The practice of collecting big performance data has changed how infrastructure providers model and manage the system in the past decade. There is a methodology shift from domain-knowledge based white-box models, e.g., queueing [1] and simulation[2], to black-box data-driven models, e.g., machine learning. Such a game change for resource management from workload characterization[3], dependability prediction [4,5] to sprinting policy[6], can be seen from major IT infastructure providers, e.g., IBM and Google. While applying higher order deep neural networks show promises in predicting performance [4,5], the scalability of such an approach is often limited. A plethoral of prior work focus on deriving complex and highly accurate models, such as deep neural networks, overlooking the constraints of computation efficiency and the scalability. Their applicability on resource management problems of the production systems is thus hindered. A crucial aspect to derive accurate and scalable predictive performance models lies on leveraging the domain expertise, white-box models, and black-box models. Examples of scalable ticket management services from IBM [4] and predicting job failures [5] at Google.

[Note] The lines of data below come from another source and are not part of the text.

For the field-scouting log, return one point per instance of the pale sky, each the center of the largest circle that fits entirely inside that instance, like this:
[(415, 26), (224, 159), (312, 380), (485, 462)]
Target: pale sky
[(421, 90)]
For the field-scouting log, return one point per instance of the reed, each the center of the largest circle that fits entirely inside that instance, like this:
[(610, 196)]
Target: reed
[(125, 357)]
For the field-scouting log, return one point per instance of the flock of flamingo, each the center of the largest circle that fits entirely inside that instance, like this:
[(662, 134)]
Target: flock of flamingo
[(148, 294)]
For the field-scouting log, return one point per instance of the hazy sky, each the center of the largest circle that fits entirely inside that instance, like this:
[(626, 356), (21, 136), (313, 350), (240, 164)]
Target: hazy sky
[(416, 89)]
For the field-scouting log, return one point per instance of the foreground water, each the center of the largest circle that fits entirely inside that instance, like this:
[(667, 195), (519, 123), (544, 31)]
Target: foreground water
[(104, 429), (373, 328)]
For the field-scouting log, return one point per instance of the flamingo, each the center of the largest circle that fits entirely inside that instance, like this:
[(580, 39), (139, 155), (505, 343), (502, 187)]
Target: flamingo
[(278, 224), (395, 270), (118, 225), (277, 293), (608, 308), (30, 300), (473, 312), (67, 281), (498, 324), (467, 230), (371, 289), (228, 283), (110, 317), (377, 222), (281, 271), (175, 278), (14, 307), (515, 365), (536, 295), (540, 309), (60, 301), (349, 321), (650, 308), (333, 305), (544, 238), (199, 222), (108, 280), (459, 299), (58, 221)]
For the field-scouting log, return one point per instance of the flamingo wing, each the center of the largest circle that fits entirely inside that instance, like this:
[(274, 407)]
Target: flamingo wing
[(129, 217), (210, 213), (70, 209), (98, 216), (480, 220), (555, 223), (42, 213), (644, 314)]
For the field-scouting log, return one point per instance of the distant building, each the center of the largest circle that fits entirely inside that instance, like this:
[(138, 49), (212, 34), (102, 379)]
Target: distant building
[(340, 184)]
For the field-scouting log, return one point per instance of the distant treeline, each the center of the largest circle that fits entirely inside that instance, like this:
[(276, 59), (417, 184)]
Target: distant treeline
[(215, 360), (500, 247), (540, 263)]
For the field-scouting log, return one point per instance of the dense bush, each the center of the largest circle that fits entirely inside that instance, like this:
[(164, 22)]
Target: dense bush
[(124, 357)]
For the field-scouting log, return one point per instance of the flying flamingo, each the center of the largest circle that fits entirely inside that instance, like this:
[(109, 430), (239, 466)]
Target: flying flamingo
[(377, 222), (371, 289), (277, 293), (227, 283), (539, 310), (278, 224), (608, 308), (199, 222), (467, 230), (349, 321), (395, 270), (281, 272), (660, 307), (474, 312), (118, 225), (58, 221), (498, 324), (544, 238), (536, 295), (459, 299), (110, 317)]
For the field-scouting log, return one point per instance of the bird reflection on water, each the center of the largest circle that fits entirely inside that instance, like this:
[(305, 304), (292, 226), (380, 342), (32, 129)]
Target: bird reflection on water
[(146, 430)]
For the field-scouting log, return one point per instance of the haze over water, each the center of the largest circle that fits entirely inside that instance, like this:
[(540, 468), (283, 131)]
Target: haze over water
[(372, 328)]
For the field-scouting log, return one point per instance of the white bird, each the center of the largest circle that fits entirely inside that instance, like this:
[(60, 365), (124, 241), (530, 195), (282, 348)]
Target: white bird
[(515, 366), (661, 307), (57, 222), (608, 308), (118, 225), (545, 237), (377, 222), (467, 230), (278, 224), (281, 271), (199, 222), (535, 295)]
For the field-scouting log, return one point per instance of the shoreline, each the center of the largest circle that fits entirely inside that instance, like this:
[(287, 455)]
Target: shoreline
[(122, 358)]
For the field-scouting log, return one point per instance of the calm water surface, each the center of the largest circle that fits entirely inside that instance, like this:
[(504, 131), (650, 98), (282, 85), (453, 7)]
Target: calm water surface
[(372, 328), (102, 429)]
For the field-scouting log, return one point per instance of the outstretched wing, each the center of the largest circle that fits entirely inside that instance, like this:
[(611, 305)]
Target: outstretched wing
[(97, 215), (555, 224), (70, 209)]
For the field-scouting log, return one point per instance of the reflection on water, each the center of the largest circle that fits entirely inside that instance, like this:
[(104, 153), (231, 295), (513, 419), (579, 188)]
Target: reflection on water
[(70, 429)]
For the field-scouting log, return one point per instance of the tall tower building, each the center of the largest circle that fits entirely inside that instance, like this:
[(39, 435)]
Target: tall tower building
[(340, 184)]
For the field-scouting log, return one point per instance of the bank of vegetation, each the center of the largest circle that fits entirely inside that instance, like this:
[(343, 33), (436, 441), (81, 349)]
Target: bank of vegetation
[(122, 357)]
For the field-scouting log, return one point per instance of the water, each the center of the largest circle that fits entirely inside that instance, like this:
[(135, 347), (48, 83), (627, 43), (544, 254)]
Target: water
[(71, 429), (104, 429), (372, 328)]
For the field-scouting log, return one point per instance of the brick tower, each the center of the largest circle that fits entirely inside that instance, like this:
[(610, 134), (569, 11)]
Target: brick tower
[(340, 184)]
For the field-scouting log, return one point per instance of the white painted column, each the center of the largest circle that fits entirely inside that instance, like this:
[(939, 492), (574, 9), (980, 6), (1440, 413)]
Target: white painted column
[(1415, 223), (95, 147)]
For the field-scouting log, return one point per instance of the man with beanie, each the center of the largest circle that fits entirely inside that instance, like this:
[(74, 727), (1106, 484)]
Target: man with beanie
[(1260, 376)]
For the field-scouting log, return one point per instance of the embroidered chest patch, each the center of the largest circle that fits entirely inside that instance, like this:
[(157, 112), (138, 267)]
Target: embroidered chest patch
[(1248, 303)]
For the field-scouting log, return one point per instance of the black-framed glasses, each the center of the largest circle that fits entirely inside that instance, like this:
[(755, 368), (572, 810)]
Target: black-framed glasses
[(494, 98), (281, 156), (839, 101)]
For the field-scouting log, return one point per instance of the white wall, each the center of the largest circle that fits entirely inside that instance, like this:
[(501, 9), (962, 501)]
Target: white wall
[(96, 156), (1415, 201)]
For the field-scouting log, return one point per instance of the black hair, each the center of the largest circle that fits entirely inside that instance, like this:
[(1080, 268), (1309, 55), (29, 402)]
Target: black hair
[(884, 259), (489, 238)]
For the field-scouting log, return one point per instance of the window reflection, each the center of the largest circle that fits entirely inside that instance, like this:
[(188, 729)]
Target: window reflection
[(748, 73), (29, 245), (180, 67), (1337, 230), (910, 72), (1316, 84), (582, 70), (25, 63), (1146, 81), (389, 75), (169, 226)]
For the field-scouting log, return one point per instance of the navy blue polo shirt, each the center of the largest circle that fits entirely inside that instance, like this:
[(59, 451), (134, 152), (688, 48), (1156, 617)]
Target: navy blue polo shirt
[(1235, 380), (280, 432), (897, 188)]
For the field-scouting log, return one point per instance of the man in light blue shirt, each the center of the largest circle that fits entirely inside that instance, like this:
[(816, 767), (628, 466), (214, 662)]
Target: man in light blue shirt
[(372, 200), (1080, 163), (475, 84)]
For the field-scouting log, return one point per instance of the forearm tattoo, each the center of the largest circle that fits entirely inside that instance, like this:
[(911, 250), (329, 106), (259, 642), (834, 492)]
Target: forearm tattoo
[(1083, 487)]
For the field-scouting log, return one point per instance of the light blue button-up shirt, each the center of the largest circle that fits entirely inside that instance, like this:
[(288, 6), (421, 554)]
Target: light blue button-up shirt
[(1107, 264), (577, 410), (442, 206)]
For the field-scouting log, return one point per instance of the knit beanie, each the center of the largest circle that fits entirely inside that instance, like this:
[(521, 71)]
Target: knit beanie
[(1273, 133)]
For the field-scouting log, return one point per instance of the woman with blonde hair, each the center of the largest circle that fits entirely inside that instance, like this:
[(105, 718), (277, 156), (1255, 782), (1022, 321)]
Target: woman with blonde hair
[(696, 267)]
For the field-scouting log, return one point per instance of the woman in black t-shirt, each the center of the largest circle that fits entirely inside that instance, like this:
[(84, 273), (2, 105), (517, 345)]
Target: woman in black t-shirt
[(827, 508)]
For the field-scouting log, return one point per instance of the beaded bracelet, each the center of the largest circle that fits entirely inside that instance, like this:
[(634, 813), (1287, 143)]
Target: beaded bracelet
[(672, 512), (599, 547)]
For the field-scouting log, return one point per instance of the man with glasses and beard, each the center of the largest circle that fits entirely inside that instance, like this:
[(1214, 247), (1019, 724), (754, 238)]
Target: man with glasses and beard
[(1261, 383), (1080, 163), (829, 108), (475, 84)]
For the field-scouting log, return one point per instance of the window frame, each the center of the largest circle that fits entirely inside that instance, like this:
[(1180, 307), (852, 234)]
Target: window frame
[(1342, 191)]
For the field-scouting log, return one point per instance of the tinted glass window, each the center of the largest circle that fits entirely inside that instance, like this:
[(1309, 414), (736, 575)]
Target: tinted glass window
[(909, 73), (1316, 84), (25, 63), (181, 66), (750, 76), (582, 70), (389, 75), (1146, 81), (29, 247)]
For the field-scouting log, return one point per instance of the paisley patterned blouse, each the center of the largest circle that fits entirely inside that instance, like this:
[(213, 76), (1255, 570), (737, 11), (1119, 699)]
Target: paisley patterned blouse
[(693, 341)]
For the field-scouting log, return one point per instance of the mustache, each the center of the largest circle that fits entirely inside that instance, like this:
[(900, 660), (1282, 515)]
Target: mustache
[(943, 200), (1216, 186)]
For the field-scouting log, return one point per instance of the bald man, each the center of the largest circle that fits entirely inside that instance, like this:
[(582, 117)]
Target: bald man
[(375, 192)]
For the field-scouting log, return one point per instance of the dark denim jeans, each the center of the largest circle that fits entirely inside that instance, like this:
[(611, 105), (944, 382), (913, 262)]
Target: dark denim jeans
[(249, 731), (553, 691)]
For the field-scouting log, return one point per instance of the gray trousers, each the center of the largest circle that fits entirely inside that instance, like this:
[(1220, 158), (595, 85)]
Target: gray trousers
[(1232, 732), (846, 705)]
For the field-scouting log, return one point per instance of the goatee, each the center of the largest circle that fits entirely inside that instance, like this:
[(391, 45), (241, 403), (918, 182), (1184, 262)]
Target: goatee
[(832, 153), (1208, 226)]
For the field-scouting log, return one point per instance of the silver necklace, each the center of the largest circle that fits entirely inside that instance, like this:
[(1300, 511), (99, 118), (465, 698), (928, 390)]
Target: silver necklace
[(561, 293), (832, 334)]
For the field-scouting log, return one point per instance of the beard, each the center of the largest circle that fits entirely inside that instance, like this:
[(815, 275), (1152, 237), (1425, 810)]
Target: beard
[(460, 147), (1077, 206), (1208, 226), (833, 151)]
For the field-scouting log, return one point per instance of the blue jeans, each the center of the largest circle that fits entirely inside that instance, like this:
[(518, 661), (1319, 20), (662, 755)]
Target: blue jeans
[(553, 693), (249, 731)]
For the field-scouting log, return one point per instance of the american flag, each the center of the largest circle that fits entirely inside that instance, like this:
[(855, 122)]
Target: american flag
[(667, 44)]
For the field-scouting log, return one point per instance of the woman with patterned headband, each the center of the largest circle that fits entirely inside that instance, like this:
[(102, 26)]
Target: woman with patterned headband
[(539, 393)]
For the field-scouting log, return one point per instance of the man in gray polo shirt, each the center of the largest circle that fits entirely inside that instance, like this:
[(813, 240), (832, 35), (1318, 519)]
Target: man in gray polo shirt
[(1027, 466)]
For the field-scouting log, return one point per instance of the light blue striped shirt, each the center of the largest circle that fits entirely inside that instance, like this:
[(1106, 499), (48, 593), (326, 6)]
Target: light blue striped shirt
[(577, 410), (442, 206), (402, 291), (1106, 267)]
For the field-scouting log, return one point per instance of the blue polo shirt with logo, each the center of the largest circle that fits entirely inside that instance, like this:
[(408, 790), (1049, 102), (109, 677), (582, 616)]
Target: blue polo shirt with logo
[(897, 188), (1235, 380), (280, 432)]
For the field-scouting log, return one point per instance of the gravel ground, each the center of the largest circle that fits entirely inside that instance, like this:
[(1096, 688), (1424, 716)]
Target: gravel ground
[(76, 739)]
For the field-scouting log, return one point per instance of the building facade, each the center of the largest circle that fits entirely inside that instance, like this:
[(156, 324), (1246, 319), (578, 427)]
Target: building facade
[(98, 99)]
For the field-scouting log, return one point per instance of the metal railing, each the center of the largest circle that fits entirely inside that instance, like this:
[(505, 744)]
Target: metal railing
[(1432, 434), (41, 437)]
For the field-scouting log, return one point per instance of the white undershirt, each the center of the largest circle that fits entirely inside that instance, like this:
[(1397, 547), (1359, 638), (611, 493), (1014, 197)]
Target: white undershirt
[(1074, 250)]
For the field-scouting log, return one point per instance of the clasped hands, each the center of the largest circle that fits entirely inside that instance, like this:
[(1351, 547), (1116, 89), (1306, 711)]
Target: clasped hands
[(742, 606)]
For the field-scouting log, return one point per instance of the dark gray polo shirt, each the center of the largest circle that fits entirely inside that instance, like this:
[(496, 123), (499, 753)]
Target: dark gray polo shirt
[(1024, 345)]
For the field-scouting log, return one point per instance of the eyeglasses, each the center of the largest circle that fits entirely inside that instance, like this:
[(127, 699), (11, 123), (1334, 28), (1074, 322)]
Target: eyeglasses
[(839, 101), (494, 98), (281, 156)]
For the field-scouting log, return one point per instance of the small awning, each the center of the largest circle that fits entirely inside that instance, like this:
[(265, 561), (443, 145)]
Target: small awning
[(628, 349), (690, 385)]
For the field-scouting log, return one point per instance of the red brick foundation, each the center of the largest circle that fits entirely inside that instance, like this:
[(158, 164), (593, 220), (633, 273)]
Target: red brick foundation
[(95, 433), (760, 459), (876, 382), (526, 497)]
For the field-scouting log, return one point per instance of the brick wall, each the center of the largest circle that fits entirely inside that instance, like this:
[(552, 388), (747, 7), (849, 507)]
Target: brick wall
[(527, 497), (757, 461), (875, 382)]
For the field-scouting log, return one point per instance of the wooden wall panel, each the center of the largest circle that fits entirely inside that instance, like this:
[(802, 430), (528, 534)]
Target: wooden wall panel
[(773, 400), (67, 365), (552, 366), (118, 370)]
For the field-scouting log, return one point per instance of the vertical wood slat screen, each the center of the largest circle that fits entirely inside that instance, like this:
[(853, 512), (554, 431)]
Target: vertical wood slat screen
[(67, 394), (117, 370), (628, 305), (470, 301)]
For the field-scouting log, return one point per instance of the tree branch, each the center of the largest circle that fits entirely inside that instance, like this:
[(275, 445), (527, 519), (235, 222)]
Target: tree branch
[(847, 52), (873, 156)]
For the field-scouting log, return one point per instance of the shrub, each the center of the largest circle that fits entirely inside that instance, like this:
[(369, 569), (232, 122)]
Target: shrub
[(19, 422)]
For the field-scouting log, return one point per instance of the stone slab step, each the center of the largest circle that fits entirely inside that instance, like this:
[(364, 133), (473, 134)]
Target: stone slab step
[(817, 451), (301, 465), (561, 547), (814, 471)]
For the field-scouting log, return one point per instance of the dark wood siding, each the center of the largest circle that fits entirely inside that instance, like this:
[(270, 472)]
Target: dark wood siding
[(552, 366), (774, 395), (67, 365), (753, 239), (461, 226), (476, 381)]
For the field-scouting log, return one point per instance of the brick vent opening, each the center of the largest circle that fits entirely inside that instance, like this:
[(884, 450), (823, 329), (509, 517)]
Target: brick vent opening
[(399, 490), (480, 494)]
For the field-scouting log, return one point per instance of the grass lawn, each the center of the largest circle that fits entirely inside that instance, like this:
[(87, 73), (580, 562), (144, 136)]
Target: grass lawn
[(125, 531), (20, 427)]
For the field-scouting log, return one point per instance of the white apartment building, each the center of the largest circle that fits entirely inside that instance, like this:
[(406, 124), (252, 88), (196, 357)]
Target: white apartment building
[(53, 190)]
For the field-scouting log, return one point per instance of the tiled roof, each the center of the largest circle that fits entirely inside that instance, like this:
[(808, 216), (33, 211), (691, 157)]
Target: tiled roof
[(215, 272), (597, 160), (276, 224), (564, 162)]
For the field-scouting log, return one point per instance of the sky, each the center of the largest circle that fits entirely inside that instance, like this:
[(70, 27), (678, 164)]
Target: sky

Model driven computation sprinting [6] dynamically scales the frequency and the allocation of computing cores based on grey box models which outperforms deep neural networks. Aforementioned case studies strongly argue for the importance of combing domain-driven and data-driven models At the same time, various of acceleration techniques are developed to reduce the computation overhead of (deep) machine learning models in small scale and isolated testbed. Managing the performance of clusters that are dominated by machine learning workloads remains challenging and calls for novel solutions. SlimML [9] accelerates the ML modeli training time by only processing critical data set at a slight cost of accuracy, whereas Dias [7] simultaneously explores the data dropping and frequency sprinting for ML clusters that support multiple priorities of different training workloads. Aforementioned studies point out the complexity of managing the accuracy-efficiency tradeoff of ML jobs in a cluster-like environment where jobs interfere each other via sharing the underlying resources and common data sets.

查看原文

微信好友朋友圈 QQ好友复制链接

本刊更多论文

资源管理与机器学习集群的机遇与挑战

在过去十年中，收集大性能数据的做法已经改变了基础设施提供商对系统的建模和管理方式。从基于领域知识的白盒模型(如排队[1]和仿真[2])到黑盒数据驱动模型(如机器学习)，方法学正在发生转变。从工作负载表征[3]、可靠性预测[4,5]到冲刺策略[6]，这种资源管理的游戏改变可以从主要的IT基础设施提供商(例如IBM和Google)那里看到。虽然应用高阶深度神经网络在预测性能方面有希望[4,5]，但这种方法的可扩展性通常是有限的。先前的大量工作集中于推导复杂和高精度的模型，例如深度神经网络，而忽略了计算效率和可扩展性的约束。因此，它们在生产系统资源管理问题上的适用性受到阻碍。获得准确和可伸缩的预测性能模型的一个关键方面在于利用领域专业知识、白盒模型和黑盒模型。IBM的可扩展票据管理服务[4]和Google的预测作业失败[5]的例子。模型驱动的计算冲刺[6]基于灰盒模型动态缩放计算核的频率和分配，优于深度神经网络。上述案例研究强烈地证明了结合领域驱动和数据驱动模型的重要性，同时，各种加速技术被开发出来，以减少(深度)机器学习模型在小规模和孤立的测试平台上的计算开销。管理由机器学习工作负载主导的集群的性能仍然具有挑战性，需要新的解决方案。SlimML[9]通过只处理关键数据集来加速ML模型的训练时间，而Dias[7]同时探索了支持不同训练工作负载的多个优先级的ML集群的数据下降和频率冲刺。上述研究指出了在类似集群的环境中管理ML作业的准确性和效率权衡的复杂性，在这种环境中，作业通过共享底层资源和公共数据集而相互干扰。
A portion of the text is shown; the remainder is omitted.